Teacher in trouble for making students wear cardboard boxes in exam hall to avoid cheating

It appears that as modern-day students are adopting sophisticated means to cheat in exam halls some teachers are also “matching them boot for boot”.

Teacher in trouble for making students wear cardboard boxes in exam hall to avoid cheating

A teacher at the College of Bachelors, in the Mexican state of Tlaxcala is currently suffering a lot of backlash after he reportedly made students wear cardboard boxes on their heads to prevent them from copying during an exam.

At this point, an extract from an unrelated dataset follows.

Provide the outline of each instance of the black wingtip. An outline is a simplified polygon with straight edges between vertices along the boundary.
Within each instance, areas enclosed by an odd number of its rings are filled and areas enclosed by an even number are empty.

It all began when some parents posted photos of Luis Juárez Texis, the director of Campus 01 “El Sabinal” on social media with calls on the school’s authorities to fire him.

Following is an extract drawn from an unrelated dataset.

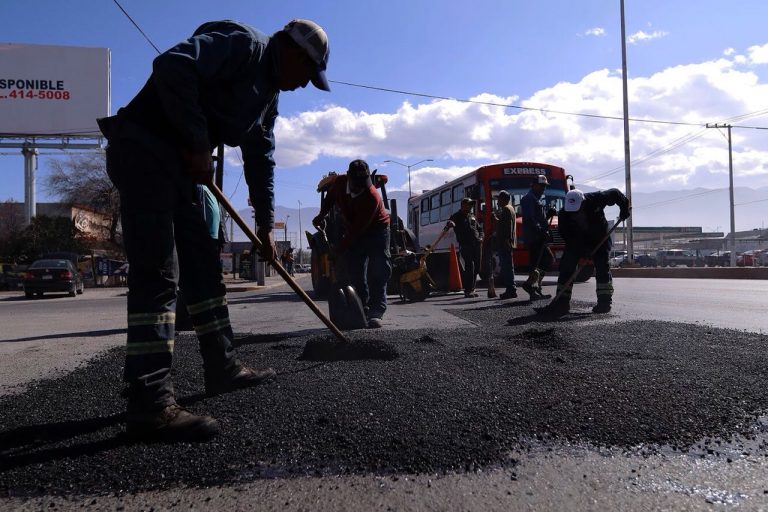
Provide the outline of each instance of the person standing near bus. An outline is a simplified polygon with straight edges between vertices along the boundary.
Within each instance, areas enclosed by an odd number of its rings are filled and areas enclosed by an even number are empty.
[[[512,249],[517,246],[517,233],[515,233],[515,209],[509,204],[509,192],[502,190],[496,198],[498,211],[496,212],[496,254],[499,257],[500,277],[506,287],[499,299],[517,298],[515,286],[515,266],[512,260]]]
[[[480,271],[480,247],[483,242],[483,234],[473,211],[474,206],[475,201],[465,197],[461,200],[459,211],[451,215],[445,225],[446,230],[453,228],[459,243],[459,253],[464,260],[461,282],[464,284],[464,296],[467,298],[478,296],[475,293],[475,283]]]
[[[552,265],[554,257],[549,249],[552,234],[549,232],[547,215],[542,204],[544,190],[549,185],[547,177],[539,174],[536,181],[531,183],[531,189],[520,201],[520,210],[523,216],[523,237],[528,248],[528,264],[530,272],[528,280],[523,283],[523,290],[531,299],[541,298],[541,282],[544,275]]]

In the photos, the teacher is seen supervising the students in an examination with cardboard boxes on their heads, with only small openings in front to to enable them see and read.

A group of parents registered their displeasure on Facebook, saying: “We denounce these acts of humiliation, physical, emotional and psychological violence, to which the students of Campus 01 El Sabinal, Tlaxcala, are subjected. This is how Luis Juárez Texis receives, treats and humiliates students. As parents concerned about the academic training of our children, we beg the federal and state educational authorities and institutions that ensure the rights of young people to act immediately with the dismissal of Luis Juárez Texis, director of said campus. We hope that this type of violence against the Tlaxcalteca youth is not overlooked, and that the federal and state authorities dismiss this public official and that they cease this type of humiliation in a space destined for learning…”

Meanwhile, Luis Juárez Texis has reportedly defended himself, saying he cannot be blamed for the treatment meted out to the students, despite some parents describing it as humiliating.

According to him, the students themselves had consented to the anti-copying measure and, he only came to the hall as an observer.

Well, some social media users did not see anything wrong with the “humiliating” treatment the students were subjected to, arguing that once it did not harm them, it was for their own good.

Clearly, if this was orchestrated and sanctioned by the school’s authorities, then the call by parents for Texis' dismissal will be fruitless.

A similar incident is reported to have happened in 2013 in Thailand where students were made to wear 'anti copying helmets' made from sheets of paper.

It is not clear if such weird methods of preventing examination malpractice have been fruitful.